# 扑你老母的



## qsh

just to be sure:
is 扑你老母的 equal to the Cantonese 屌你老母 (I know that it's normally another character for diu, but that one is blocked...)
according to some Chinese blogs I found, it's 潮汕 dialect - correct?

Thanks


----------



## Skatinginbc

I've never heard of this expression before and my intuition is: It is English.  扑(粤: _pok_)你老母的 "_poke_ your mother".  Of course, I'm curiously waiting for native speakers' explanations.


----------



## brofeelgood

In Cantonese, 仆街 is sometimes also written as 撲街 (still pronounced as  puk1). This expletive is widespread and notoriously versatile, but at  the same time reckoned to be much less vulgar than the famous five - <diu>, <gau>, <cat>, <lan>, <hai>.

One of its many uses goes in the form of: 仆 (someone's) 街, where 仆 is a verb and 街 is the object complement.
- "仆佢個街,咁都射唔入!" translates to "Damn (him)! How did he miss that!"

It's  perfectly acceptable to substitute the "someone" with "you", "him",  "her", "that monkey"... and obviously "your mother", which is how you  get 仆你老母個街. Over the years, creativity and increasing discretion enabled  臭 to creep into the phrase, thus forming 仆你老母個臭街, which is very similar  sounding to 你老母個臭閪. It's euphemism through the brilliant use of  homophones.

This is the closest Cantonese equivalent of the  original phrase that I can think of, but it's atypical to use only 仆 in  place of 仆街. Therefore, the omission of 街 in the original phrase is a  glaring oddity. It's probably not Cantonese in my opinion. If it is, the  author is obviously not very good at it.


----------



## Skatinginbc

There are regional variants in pronunciation, for instance: 
僕: 香港 pok, 澳門 pʰok, 廣州 pʊk, etc.  Also 潮州话: pʰok 
撲: 香港 pʰɔk, 澳門 pʰɔk, 廣州 pʰɔk, etc.  Also 潮州话: pʰok


----------



## brofeelgood

僕 is the traditional variant of 仆, but when paired with 街, it is without exception written as 仆街 instead of 僕街, and pronounced as puk1. 

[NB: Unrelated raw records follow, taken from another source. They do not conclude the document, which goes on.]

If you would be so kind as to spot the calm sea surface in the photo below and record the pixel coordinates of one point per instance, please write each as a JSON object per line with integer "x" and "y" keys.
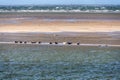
{"x": 35, "y": 62}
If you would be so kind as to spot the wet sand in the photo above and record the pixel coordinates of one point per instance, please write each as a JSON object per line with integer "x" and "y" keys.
{"x": 85, "y": 28}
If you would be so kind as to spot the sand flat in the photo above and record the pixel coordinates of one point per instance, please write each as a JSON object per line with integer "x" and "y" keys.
{"x": 61, "y": 26}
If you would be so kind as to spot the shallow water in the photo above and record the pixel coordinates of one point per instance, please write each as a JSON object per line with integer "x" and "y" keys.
{"x": 35, "y": 62}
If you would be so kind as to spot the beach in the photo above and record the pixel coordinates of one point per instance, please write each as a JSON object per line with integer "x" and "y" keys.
{"x": 89, "y": 28}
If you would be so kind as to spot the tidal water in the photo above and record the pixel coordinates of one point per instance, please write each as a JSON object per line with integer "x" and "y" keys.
{"x": 39, "y": 62}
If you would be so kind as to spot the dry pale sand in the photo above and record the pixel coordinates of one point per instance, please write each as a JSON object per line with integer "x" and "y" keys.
{"x": 61, "y": 26}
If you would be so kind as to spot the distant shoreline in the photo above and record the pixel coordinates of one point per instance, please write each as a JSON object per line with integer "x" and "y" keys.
{"x": 62, "y": 44}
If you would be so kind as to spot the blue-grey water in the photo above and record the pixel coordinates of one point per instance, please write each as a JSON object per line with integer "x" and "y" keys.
{"x": 39, "y": 62}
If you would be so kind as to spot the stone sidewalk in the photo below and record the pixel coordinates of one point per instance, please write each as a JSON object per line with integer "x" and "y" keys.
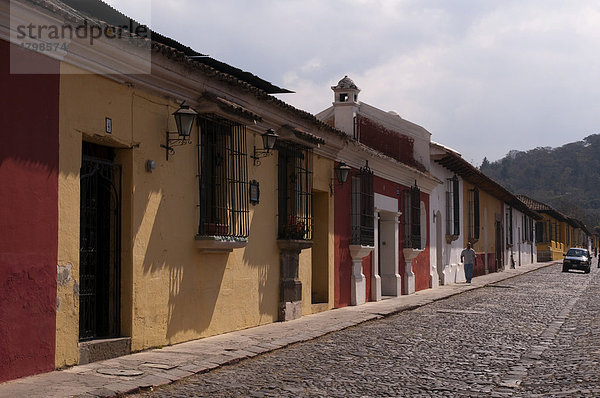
{"x": 158, "y": 367}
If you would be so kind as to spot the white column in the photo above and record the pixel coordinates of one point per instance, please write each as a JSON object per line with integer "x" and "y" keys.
{"x": 375, "y": 278}
{"x": 358, "y": 283}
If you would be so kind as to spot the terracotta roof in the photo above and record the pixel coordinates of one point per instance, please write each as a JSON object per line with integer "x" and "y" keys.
{"x": 542, "y": 208}
{"x": 100, "y": 11}
{"x": 306, "y": 136}
{"x": 345, "y": 83}
{"x": 454, "y": 162}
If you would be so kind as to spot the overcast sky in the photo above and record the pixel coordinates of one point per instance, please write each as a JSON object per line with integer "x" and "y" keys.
{"x": 484, "y": 77}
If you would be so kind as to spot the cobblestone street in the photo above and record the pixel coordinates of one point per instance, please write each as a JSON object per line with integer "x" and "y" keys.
{"x": 534, "y": 335}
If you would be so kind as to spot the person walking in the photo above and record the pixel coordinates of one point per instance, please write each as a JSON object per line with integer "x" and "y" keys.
{"x": 468, "y": 256}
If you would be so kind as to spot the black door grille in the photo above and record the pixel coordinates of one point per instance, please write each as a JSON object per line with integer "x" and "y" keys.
{"x": 99, "y": 258}
{"x": 363, "y": 208}
{"x": 223, "y": 170}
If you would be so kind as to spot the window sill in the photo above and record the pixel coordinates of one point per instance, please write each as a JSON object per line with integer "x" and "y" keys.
{"x": 220, "y": 244}
{"x": 294, "y": 244}
{"x": 451, "y": 238}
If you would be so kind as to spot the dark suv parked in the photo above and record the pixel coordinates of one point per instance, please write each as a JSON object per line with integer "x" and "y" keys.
{"x": 577, "y": 258}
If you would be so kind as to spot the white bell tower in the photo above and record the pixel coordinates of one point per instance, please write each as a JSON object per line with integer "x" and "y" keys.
{"x": 345, "y": 105}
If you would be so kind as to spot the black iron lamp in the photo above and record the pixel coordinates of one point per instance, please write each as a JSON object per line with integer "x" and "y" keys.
{"x": 269, "y": 138}
{"x": 341, "y": 175}
{"x": 184, "y": 119}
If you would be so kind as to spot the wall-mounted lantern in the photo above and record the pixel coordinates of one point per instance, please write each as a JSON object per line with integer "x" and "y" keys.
{"x": 269, "y": 139}
{"x": 341, "y": 172}
{"x": 184, "y": 119}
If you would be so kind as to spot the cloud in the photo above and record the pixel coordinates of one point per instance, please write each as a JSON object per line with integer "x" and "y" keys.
{"x": 483, "y": 77}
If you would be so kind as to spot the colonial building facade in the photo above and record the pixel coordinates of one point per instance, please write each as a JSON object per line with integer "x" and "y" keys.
{"x": 382, "y": 249}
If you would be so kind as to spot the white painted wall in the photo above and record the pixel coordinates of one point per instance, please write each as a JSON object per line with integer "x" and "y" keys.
{"x": 522, "y": 249}
{"x": 453, "y": 269}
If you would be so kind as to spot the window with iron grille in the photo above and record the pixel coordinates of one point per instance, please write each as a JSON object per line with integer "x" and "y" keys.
{"x": 473, "y": 214}
{"x": 363, "y": 208}
{"x": 452, "y": 207}
{"x": 540, "y": 231}
{"x": 295, "y": 174}
{"x": 509, "y": 226}
{"x": 223, "y": 173}
{"x": 412, "y": 218}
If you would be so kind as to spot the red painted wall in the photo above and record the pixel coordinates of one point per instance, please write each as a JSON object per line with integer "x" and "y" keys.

According to the Linguistics Society of Hong Kong (香港語言學學會), there are 3 possible pronunciations of 仆.
1. fu6 - 仆倒, 仆頓, 前仆後繼
2. buk6 - 同「僕」字，「仆」是「僕」的簡體字
3. puk1 - 「仆fu6」的異讀字，口語讀音

From the same source, the possible pronunciations of 撲 are given as:
1. pok3 - 撲打, 撲粉, 撲救
2. puk1 - 同「仆」字

http://humanum.arts.cuhk.edu.hk/Lexis/lexi-can/search.php?q=%BC%B3

Edit: these are Cantonese-only pronunciations.


----------



## Skatinginbc

brofeelgood said:


> it is without exception written as 仆街


Then it literally means "to fall prostrate on the street", which sounds like a death curse to me.  Cantonese 仆 does not carry sexual connotations, does it?  扑你老母的 certainly sounds sexually related.


----------



## brofeelgood

Skatinginbc said:


> Then it literally means "to fall prostrate on the street", which sounds like a death curse to me. * Cantonese 仆 does not carry sexual connotations, does it?*  扑你老母的 certainly sounds sexually related.

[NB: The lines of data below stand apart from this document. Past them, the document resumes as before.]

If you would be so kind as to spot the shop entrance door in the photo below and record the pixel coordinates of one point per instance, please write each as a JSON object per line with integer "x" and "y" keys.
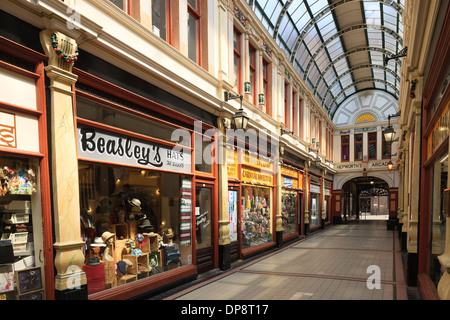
{"x": 233, "y": 207}
{"x": 204, "y": 227}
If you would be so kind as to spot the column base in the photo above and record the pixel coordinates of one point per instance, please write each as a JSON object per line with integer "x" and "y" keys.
{"x": 80, "y": 293}
{"x": 225, "y": 256}
{"x": 404, "y": 236}
{"x": 412, "y": 260}
{"x": 399, "y": 229}
{"x": 306, "y": 229}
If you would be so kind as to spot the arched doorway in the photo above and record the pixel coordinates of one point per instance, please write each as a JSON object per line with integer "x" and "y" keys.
{"x": 365, "y": 198}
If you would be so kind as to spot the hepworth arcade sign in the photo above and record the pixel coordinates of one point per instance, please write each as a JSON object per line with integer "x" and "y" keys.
{"x": 359, "y": 165}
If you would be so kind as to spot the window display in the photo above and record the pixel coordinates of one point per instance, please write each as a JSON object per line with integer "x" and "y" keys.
{"x": 289, "y": 205}
{"x": 135, "y": 223}
{"x": 19, "y": 225}
{"x": 232, "y": 213}
{"x": 256, "y": 221}
{"x": 314, "y": 213}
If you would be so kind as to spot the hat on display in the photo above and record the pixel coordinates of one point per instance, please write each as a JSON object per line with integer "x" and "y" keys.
{"x": 98, "y": 242}
{"x": 135, "y": 203}
{"x": 106, "y": 236}
{"x": 145, "y": 226}
{"x": 122, "y": 267}
{"x": 139, "y": 238}
{"x": 93, "y": 262}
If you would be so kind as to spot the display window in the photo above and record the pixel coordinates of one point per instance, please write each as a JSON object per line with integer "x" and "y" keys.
{"x": 135, "y": 223}
{"x": 233, "y": 202}
{"x": 289, "y": 205}
{"x": 21, "y": 232}
{"x": 137, "y": 193}
{"x": 289, "y": 199}
{"x": 315, "y": 206}
{"x": 256, "y": 216}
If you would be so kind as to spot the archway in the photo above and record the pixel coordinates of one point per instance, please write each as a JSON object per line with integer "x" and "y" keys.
{"x": 365, "y": 198}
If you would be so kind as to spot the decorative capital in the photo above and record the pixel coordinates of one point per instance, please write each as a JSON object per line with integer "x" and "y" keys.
{"x": 61, "y": 50}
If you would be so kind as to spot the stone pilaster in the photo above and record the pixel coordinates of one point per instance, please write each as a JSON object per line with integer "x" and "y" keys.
{"x": 443, "y": 287}
{"x": 278, "y": 215}
{"x": 306, "y": 223}
{"x": 70, "y": 280}
{"x": 224, "y": 220}
{"x": 413, "y": 221}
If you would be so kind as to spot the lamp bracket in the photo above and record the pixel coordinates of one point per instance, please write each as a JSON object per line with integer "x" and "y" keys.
{"x": 229, "y": 96}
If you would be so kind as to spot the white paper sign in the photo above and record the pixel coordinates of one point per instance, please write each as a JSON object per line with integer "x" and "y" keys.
{"x": 94, "y": 144}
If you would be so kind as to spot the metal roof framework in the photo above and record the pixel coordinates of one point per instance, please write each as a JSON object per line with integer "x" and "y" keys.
{"x": 338, "y": 46}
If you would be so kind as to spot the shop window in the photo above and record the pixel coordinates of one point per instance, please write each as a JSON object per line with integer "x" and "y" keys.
{"x": 314, "y": 212}
{"x": 194, "y": 30}
{"x": 372, "y": 145}
{"x": 160, "y": 19}
{"x": 289, "y": 209}
{"x": 386, "y": 148}
{"x": 256, "y": 222}
{"x": 135, "y": 221}
{"x": 204, "y": 153}
{"x": 345, "y": 148}
{"x": 233, "y": 203}
{"x": 358, "y": 147}
{"x": 237, "y": 59}
{"x": 287, "y": 109}
{"x": 252, "y": 66}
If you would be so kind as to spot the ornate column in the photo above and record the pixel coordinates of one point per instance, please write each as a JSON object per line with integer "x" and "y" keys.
{"x": 413, "y": 219}
{"x": 306, "y": 197}
{"x": 224, "y": 220}
{"x": 70, "y": 280}
{"x": 443, "y": 287}
{"x": 278, "y": 215}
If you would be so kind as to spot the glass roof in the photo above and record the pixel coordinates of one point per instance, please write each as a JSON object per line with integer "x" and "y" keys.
{"x": 338, "y": 46}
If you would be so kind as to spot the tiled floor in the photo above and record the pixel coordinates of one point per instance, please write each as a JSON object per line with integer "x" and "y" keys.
{"x": 333, "y": 264}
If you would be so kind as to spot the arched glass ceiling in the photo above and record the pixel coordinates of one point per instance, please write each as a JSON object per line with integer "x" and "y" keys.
{"x": 338, "y": 46}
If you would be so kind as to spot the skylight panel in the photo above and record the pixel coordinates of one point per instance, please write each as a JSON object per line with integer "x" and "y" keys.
{"x": 346, "y": 80}
{"x": 317, "y": 5}
{"x": 322, "y": 60}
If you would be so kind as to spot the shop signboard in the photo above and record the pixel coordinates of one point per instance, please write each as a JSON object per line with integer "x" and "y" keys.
{"x": 103, "y": 146}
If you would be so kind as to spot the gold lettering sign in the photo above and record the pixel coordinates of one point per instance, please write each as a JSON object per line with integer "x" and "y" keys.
{"x": 232, "y": 166}
{"x": 255, "y": 176}
{"x": 255, "y": 161}
{"x": 290, "y": 172}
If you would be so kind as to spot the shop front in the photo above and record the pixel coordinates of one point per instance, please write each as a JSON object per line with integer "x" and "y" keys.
{"x": 26, "y": 254}
{"x": 148, "y": 203}
{"x": 291, "y": 201}
{"x": 328, "y": 187}
{"x": 251, "y": 179}
{"x": 315, "y": 202}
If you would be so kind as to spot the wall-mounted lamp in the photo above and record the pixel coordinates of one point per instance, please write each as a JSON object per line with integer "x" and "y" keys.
{"x": 389, "y": 132}
{"x": 240, "y": 118}
{"x": 284, "y": 131}
{"x": 247, "y": 87}
{"x": 401, "y": 54}
{"x": 390, "y": 165}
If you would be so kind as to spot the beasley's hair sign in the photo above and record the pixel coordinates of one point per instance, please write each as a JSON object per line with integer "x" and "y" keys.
{"x": 107, "y": 147}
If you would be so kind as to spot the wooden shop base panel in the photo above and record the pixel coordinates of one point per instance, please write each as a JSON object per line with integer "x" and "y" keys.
{"x": 136, "y": 287}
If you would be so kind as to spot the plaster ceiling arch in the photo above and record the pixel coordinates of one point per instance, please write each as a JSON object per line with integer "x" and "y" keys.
{"x": 374, "y": 102}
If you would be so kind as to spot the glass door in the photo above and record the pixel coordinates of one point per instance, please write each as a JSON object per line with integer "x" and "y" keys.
{"x": 204, "y": 227}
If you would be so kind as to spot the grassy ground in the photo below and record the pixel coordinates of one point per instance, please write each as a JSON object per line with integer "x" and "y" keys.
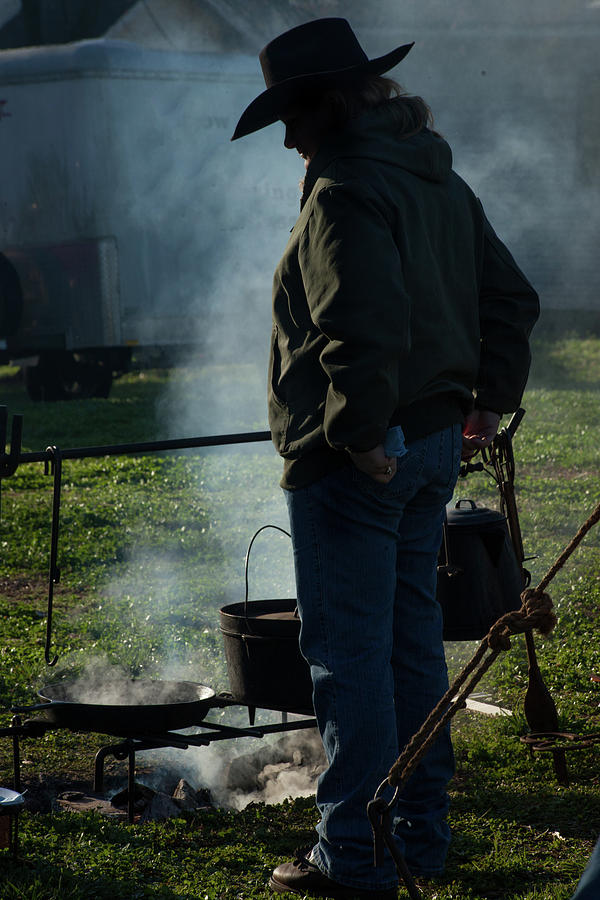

Not at all, it simply means fall forward (e.g. 仆親) and/or lie on (e.g. 仆喺度). The original use of 仆街 (PK) is as a curse; to tell someone to drop dead on the street - 仆街(死)喇你, which is not unlike 去死吧你 in Mandarin. It has since evolved to encompass a wider scope of definition and use.

Here's an interesting article I found that explains the origins of the word. I'm not 100% convinced, but it's undeniably entertaining. 

http://evchk.wikia.com/wiki/仆街

Edit: added 仆親 and 仆喺度.


----------



## Ghabi

More context is needed, *Qsh*. The word in question here may be bok1, not puk1. The non-vulgar meaning of bok1 is "to hit someone with a club (or something similar)" (which is perhaps related to 攴 in archaic Chinese). So it's not surprising it's become one of the f-words in Cantonese. 扑(bok1)你老母 "Screw your mom!" is of course very, very vulgar in Cantonese.


----------



## brofeelgood

Ghabi said:


> The word in question here may be bok1, not puk1. The non-vulgar meaning of bok1 is "to hit someone with a club (or something similar)" (which is perhaps related to 攴 in archaic Chinese)


Hey Ghabi, thanks for clearing something up for me. I've always written it as 卜頭黨 instead of 攴頭黨...


----------



## qsh

Ghabi said:


> More context is needed, *Qsh*. The word in question here may be bok1, not puk1. The non-vulgar meaning of bok1 is "to hit someone with a club (or something similar)" (which is perhaps related to 攴 in archaic Chinese). So it's not surprising it's become one of the f-words in Cantonese. 扑(bok1)你老母 "Screw your mom!" is of course very, very vulgar in Cantonese.



here you go:
隐隐约约还传来了疯狂的叫骂声：
　　“扑你老母的！居然敢给我动刀子，动啊，动啊！”
　　“今天杀你全家！”
　　“咸家铲，烂春袋的老杂货!”
　　“……”

I really think that - at least here - it's meant as a curse...


----------



## Ghabi

@Brofeelgood: You're welcome! @Qsh, thanks for giving the context. The dialogue seems to be a mixture of different dialects. 烂春袋 "balls rotten" and 咸家铲 "whole-family annihilated" are Cantonese, but 老杂货 definitely isn't. (的 is of course also not Cantonese.) Perhaps the author here is trying to depict a fight between people from different regions?


----------



## brofeelgood

咸家铲，烂春袋的老杂货!

Lol, this is definitely Cantonese.

Like how *Ghabi* explained it:
冚(咸)家剷(铲) - whole family dies
爛(烂)春袋 - rotten testicles

Maybe 老杂货 (old groceries or mixed-up goods) = 老傢伙 (old man)?

*qsh*, whatever it is you're reading, it's hilarious.


----------